The government is currently trying to implement the first part, which has proven difficult. The second, however, poses a significantly more complicated set of challenges. It stretches far beyond government procured products and services, requiring insight into and potential oversight of the way U.S. and non-U.S. companies conduct business more broadly, in order to protect and defend U.S. interests. This policy that has significant potential for disruption hinges on predatory Huawei and ZTE business strategies.

After stealing American and allied IP they file for Chinese patents, providing them with cutting edge technology without the associated research and development costs. Huawei and ZTE pass their “savings” onto customers, creating a dependency on their low-cost products and components. This strategy leads to broad penetration of the international business market and throughout the U.S. and allied defense industrial bases.

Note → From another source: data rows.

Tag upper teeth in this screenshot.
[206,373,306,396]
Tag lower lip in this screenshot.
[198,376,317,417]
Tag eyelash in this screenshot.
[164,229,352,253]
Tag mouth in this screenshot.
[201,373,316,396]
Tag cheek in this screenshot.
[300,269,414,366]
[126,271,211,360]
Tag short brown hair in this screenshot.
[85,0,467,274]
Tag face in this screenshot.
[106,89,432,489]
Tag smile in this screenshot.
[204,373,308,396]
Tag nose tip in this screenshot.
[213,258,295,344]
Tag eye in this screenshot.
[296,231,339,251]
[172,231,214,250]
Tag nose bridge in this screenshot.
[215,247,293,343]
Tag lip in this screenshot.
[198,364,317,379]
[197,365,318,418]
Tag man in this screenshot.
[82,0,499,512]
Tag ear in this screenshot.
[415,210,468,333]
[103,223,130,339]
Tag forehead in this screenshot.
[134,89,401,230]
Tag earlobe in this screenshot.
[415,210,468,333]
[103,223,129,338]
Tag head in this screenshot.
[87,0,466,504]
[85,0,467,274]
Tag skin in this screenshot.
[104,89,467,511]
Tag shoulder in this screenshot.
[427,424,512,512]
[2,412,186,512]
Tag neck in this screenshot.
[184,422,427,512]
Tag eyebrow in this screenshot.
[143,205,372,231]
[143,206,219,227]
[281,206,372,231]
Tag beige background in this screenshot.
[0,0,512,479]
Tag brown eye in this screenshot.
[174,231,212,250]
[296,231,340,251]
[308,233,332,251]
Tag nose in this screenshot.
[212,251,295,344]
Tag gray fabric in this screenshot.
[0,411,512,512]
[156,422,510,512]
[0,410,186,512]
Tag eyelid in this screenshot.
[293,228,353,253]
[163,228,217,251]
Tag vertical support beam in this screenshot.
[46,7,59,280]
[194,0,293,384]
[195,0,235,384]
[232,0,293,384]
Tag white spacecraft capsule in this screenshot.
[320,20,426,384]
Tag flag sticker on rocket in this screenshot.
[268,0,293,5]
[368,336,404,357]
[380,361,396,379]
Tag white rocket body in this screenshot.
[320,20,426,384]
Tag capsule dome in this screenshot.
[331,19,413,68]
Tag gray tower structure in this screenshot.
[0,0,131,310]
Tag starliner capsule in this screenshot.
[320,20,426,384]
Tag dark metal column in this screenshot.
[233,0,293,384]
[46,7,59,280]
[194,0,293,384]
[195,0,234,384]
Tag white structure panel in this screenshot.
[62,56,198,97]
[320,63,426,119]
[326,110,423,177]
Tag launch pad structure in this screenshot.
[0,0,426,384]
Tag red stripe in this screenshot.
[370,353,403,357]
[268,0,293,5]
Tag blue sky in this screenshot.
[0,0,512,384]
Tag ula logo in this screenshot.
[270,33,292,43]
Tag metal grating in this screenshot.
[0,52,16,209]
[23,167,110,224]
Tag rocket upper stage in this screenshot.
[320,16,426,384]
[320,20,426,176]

The Pentagon, which recently held a public meeting to obtain industry input on the potential impact of the more stringent second requirement, is designing rules outlining implementation. A strict reading of the statute requires the department to demand companies large and small to replace current equipment and internal systems to qualify for Defense Department contracts and business. This demand will ripple through existing and emerging contracts, impacting everyone from the largest multinational contractors down to companies receiving prime contracts under small business set-asides.

When the second part takes effect, companies with Huawei and ZTE equipment or components in their government offerings face significant disruption as they seek alternatives.

Compliance with CMMC and the two parts of Section 889 will come at a cost to both industry and government. Companies will require resources, personnel and money to secure networks against penetration and exploitation. And the department’s imperative to “go faster” on innovative programs will likely run into the competing imperative of protecting the IP that drives innovation.

Thus, collaboration across government and industry is critical in developing effective barriers to cyberthreats at the lowest possible cost to U.S. and allied contractors.

NDIA supports the bipartisan Congressional and administration policies requiring protection of America’s most valuable natural resource — our creativity. The association will ensure our members have a voice during the discussions that help define emerging policies and will provide background and compliance updates at NDIA.org/CMMC.

Additionally, NDIA will continue to act as an honest broker, convening events to drive collaboration and working with policymakers to craft regulations without inadvertently imposing requirements that drive costs without benefit. 

Retired Air Force Gen. Hawk Carlisle is president and CEO of NDIA.